Our patients included 5 males and 4 females. The age at presentation varied from 1.5 years to 7 years (median age - 3 years). Initial symptom was a delayed acquisition of gross motor developmental milestones in 8 patients and recurrent falls in one. Language delay was noted in 2, both of whom had periventricular white matter changes on brain MRI. Macroglossia, scapular winging and facial weakness were noted in 1, 3 and 4 patients respectively. Calf muscle hypertrophy was seen in 8 patients and ankle contractures in 6. Selective involvement of the quadriceps and gluteus maximus was seen in most cases. At last follow-up 3 patients had lost ambulation (median age - 7 years ; range 6.5 – 9 years) and 3 patients had not attained independent ambulation. The mean creatine kinase level was 12,120 U/L (range 2793 to 32,396 U/L)

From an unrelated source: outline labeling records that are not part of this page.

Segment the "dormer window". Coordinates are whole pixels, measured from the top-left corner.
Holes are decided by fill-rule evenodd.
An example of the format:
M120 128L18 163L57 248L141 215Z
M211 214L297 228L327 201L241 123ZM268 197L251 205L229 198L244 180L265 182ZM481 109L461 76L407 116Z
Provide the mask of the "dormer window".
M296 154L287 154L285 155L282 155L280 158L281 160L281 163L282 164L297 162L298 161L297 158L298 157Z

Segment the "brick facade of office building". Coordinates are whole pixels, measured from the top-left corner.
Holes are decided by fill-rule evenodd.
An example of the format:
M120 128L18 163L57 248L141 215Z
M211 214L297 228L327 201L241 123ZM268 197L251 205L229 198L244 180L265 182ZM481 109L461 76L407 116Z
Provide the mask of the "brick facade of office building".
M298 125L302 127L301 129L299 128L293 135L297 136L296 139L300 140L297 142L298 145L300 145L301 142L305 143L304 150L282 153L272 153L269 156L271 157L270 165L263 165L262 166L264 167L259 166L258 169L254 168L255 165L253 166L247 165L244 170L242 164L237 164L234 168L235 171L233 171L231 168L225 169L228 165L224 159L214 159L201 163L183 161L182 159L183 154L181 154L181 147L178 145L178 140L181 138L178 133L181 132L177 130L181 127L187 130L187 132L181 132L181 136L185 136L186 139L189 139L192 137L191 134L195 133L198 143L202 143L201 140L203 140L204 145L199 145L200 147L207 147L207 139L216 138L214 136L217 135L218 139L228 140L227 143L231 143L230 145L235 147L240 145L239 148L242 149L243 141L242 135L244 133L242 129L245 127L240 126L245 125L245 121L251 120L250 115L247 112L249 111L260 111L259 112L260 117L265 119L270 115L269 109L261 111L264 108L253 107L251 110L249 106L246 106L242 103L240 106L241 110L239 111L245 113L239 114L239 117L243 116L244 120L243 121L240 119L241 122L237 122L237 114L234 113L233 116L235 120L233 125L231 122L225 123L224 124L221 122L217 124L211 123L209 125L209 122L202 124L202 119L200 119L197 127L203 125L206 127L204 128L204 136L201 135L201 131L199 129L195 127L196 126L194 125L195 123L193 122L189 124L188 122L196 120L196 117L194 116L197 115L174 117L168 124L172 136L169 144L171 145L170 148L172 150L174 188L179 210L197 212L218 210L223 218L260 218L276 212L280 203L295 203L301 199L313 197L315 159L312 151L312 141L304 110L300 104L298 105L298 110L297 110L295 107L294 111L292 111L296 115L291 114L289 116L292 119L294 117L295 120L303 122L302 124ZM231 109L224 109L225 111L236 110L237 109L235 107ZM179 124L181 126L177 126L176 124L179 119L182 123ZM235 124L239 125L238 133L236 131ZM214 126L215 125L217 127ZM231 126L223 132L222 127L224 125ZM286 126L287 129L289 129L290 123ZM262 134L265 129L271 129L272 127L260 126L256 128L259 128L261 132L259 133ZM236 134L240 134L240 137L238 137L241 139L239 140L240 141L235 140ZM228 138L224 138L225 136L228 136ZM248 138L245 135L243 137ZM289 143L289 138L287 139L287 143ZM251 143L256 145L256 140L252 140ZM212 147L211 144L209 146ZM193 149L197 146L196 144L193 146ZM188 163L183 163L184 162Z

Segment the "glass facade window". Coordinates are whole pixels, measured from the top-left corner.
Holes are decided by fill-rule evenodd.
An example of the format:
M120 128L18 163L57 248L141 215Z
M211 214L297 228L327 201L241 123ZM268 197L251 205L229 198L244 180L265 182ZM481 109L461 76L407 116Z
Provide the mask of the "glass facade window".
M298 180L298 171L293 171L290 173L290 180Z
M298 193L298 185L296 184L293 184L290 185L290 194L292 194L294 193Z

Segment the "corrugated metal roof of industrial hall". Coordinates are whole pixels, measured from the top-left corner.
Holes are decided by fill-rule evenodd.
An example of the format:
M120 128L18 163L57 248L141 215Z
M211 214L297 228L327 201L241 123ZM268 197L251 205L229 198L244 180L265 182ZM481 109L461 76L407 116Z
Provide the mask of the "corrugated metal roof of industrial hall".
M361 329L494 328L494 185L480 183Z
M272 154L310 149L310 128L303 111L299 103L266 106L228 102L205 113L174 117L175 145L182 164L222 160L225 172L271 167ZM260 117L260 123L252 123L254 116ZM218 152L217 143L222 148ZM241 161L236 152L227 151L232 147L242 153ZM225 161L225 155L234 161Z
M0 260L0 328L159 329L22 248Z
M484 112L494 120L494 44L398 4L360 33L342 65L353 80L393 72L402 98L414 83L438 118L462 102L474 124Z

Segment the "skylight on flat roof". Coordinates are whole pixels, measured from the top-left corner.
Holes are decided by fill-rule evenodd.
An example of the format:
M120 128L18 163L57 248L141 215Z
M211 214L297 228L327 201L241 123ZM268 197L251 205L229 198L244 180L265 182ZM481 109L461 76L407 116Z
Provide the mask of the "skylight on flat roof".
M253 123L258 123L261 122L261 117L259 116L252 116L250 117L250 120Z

Parental consanguinity was present in 6 patients. 2 patients had affected siblings. The most common mutation noted in our cohort was c.1343C>T seen in 5 patients. Other mutations noted were c.646C>T, c.650C>A, c.160C>T, c.933_934del : which are classified as pathogenic or likely pathogenic and c.1060_1061 inv, c.1136G>C : which are classified as variants of uncertain significance as per ACMG guidelines.
Overall 6 patients had an LGMD R9 phenotype and 3 had a congenital muscular dystrophy phenotype.